In this article we are going to discuss training neural networks using particle swarm optimization (PSO). Training a neural network is an optimization problem so the optimization algorithm is of primary importance. Vaimal has three types of neural networks available:
- Multi-layer perceptrons (MLP)
- Probabilistic neural networks (PNN)
- Generalized regression neural networks (GRNN)
When training MLPs we are adjusting weights between neurons using an error function as our optimization objective. PNNs and GRNNs use a smoothing factor, σ to define the network. The objective is to find sigmas that minimize error. For the remaining discussion we will focus on MLPs, but it is the same for the other two networks except we are talking about sigmas instead of weights.
Particle Swarm Optimization (PSO)
To train a network, Vaimal uses a PSO algorithm. PSO uses a population of candidate solutions called a swarm. Each member is a particle. The swarms moves about the search space in a manner similar to a flock of birds or a school of fish. PSO is a heuristic that doesn’t use calculus in finding a solution.
Translating this terminology to the problem at hand, we get:
Particle → A set of weights for the network
Swarm → A group of particles
To start the optimization process we initialize the swarm by randomly generating weights for each particle. We save each weight as the personal best weight since its the initial pass. Each case’s inputs are fed into the network to calculate a total error for all cases using the initial weights for each particle. If there are 10 particles in the swarm, we now have 10 sets of weights and 10 values of the error function. Now we loop through each error value and find the lowest error. The weights associated with the lowest error are saved as the current global best.
The main PSO loop is entered by updating all weights using the following relations.
new velocity = inertia*current velocity + Φ1 *rp*(pbest – current weight) + Φ2*rg*(gbest – current weight)
new weight = current weight*new velocity
where:
inertia → a multiplier value on the current velocity. > 1 will keep the velocity moving more along the current velocity. < 1 will diminish the current velocity’s impact on new velocity.
Φ1 → A local constant for personal best. Vaimal uses 2.0.
Φ2 → A global constant for global best. Vaimal uses 2.0.

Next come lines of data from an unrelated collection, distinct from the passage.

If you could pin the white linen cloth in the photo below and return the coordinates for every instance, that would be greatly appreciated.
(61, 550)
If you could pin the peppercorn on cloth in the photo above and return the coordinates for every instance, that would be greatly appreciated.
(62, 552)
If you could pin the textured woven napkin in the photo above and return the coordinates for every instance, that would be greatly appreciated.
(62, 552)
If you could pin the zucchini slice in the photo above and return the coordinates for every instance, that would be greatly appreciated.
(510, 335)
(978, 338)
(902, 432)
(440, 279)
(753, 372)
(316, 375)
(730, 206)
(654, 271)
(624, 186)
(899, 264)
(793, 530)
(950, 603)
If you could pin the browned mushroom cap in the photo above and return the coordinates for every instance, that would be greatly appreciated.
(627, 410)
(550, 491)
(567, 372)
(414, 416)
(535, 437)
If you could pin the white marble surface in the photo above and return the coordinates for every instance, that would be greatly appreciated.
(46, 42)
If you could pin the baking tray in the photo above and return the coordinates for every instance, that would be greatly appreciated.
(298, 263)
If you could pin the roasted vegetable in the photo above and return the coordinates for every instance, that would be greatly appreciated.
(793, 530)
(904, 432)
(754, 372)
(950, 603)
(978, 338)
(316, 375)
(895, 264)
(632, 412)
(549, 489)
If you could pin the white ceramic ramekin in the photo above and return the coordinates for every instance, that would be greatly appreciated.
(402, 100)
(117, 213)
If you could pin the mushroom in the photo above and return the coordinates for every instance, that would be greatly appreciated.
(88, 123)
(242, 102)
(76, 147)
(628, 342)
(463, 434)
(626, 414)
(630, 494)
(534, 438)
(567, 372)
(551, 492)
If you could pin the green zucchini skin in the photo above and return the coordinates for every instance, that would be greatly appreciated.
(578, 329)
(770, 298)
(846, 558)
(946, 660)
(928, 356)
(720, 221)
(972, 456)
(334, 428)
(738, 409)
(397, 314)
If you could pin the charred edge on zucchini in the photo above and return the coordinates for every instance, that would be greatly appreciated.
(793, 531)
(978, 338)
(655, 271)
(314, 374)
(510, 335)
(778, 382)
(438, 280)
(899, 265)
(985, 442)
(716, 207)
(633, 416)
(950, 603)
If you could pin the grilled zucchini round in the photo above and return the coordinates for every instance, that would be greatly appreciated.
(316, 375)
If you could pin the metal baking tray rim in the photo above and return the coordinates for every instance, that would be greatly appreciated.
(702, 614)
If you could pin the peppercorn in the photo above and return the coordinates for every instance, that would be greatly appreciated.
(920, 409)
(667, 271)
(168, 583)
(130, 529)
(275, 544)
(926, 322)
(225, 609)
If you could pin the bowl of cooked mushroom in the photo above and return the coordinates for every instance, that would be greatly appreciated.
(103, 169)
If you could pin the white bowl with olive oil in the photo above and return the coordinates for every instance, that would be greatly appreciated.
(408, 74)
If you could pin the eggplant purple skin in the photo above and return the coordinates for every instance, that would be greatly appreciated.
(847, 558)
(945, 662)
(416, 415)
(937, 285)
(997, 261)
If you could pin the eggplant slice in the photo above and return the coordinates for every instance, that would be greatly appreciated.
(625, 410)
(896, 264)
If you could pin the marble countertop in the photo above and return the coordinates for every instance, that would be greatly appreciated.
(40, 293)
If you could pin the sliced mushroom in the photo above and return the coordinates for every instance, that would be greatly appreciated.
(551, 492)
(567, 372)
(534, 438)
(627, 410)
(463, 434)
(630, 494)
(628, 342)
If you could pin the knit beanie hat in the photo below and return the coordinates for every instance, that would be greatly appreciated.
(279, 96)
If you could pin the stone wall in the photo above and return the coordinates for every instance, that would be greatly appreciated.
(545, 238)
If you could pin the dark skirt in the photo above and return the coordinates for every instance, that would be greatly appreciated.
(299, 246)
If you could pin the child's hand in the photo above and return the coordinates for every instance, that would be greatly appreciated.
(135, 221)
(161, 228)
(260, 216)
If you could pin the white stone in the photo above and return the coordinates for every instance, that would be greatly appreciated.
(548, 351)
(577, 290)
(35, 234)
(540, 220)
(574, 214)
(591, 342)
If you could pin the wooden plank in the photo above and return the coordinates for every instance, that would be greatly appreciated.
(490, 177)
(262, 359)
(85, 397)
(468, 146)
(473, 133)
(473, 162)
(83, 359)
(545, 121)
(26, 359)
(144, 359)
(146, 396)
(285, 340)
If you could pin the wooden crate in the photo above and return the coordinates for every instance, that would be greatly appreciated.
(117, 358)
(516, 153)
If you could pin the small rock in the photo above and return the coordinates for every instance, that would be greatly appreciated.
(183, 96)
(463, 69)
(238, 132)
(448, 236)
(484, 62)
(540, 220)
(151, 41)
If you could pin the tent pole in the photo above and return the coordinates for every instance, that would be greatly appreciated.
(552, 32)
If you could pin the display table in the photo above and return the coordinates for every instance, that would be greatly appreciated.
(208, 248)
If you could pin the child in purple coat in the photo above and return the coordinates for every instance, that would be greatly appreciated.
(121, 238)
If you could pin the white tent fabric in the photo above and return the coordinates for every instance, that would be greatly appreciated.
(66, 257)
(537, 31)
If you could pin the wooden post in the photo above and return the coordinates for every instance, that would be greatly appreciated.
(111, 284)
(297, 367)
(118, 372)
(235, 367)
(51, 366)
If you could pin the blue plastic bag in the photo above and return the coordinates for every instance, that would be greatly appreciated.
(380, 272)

rp → A random number between 0 and 1.
rg → A random number between 0 and 1.
pbest → The personal best of this weight for this particle. This weight resulted in the lowest error for this particle.
gbest → The global best of this weight. This weight resulted in the lowest global error.
We can see from above that the updated weight is based on
- The current weight and velocity.
- The difference between the current weight and the pbest weight with some randomness added (rp).
- The difference between the current weight and the gbest weight with some randomness added (rg).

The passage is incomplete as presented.